Australians can still expect a day off in early June for the commemoration of Her Majesty Queen Elizabeth II's birthday. After her passing, however, a National Day of Mourning has been slated for Thursday, 22 September. Some government services and classes in schools and universities in Australia will be suspended.
Long-held tradition in Australia and the UK
The long-held birthday of the Queen will most likely stay in place, given the fact that the date has also already survived one royal succession. In 1938, the Queen’s father, King George VI, maintained that celebrations for the King’s birthday should take place in the UK in early June, despite the fact that his birthday was in December.

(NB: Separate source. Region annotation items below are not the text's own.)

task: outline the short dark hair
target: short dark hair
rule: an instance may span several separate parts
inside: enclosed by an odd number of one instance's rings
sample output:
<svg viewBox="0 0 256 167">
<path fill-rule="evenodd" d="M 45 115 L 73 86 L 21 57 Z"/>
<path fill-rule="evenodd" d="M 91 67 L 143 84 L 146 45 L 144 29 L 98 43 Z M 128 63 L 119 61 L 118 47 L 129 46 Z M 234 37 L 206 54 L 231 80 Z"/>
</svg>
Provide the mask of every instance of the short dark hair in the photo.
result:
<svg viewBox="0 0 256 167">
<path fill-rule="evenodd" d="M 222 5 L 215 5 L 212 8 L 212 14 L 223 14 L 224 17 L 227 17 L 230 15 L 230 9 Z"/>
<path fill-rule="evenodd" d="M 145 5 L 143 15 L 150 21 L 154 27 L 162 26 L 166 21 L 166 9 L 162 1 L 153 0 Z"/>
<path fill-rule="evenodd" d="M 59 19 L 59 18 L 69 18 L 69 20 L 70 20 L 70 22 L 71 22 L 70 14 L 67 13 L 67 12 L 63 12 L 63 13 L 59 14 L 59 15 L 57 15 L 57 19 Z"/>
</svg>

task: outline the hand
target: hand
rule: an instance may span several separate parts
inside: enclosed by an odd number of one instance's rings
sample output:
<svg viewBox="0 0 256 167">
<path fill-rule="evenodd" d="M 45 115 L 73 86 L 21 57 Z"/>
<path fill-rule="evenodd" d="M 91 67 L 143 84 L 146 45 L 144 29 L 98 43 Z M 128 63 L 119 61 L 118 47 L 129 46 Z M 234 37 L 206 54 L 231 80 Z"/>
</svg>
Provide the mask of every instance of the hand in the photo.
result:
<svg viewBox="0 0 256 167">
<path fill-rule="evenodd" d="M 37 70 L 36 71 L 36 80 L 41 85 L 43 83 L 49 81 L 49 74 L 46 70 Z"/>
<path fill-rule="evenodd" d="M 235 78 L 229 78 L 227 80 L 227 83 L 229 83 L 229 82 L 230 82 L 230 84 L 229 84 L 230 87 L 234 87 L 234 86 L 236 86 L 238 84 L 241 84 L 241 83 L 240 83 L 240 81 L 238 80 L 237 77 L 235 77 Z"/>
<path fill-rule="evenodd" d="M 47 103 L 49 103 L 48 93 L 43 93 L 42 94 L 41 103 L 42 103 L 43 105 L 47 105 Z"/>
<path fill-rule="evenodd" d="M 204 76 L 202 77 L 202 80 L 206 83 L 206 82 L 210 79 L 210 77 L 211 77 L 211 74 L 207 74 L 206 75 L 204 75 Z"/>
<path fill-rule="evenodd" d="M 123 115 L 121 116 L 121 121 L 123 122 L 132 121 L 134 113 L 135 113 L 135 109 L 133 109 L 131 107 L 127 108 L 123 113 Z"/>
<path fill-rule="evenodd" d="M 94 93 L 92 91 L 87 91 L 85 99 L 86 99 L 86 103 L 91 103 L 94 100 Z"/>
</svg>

Read more: End of an era: Queen Elizabeth II dies at 96
The ABC reported that this is because the King wanted his subjects to enjoy the celebration during the summer months instead of near Christmas. Australia, except for WA, followed the UK’s lead. It declared the second Sunday of June as a public holiday for the King’s birthday. When Elizabeth II was crowned in 1952, she decided not to change the tradition, even with her birthday being in April.
Practical consequences of the Queen’s death
News of the Queen’s death incited emotional responses for different countries, and practical implications for others, particularly Australia. Because Australia is a constitutional monarchy, its head of state is now King Charles III, formerly Prince Charles, who will now serve as King of England.
Currency, stamps, and passports in Australia will reflect changes to the rulership of the monarchy. These changes will flow through to the small business community in Australia, which will deal with parcels and banknotes with King Charles III’s appearance in the years to come.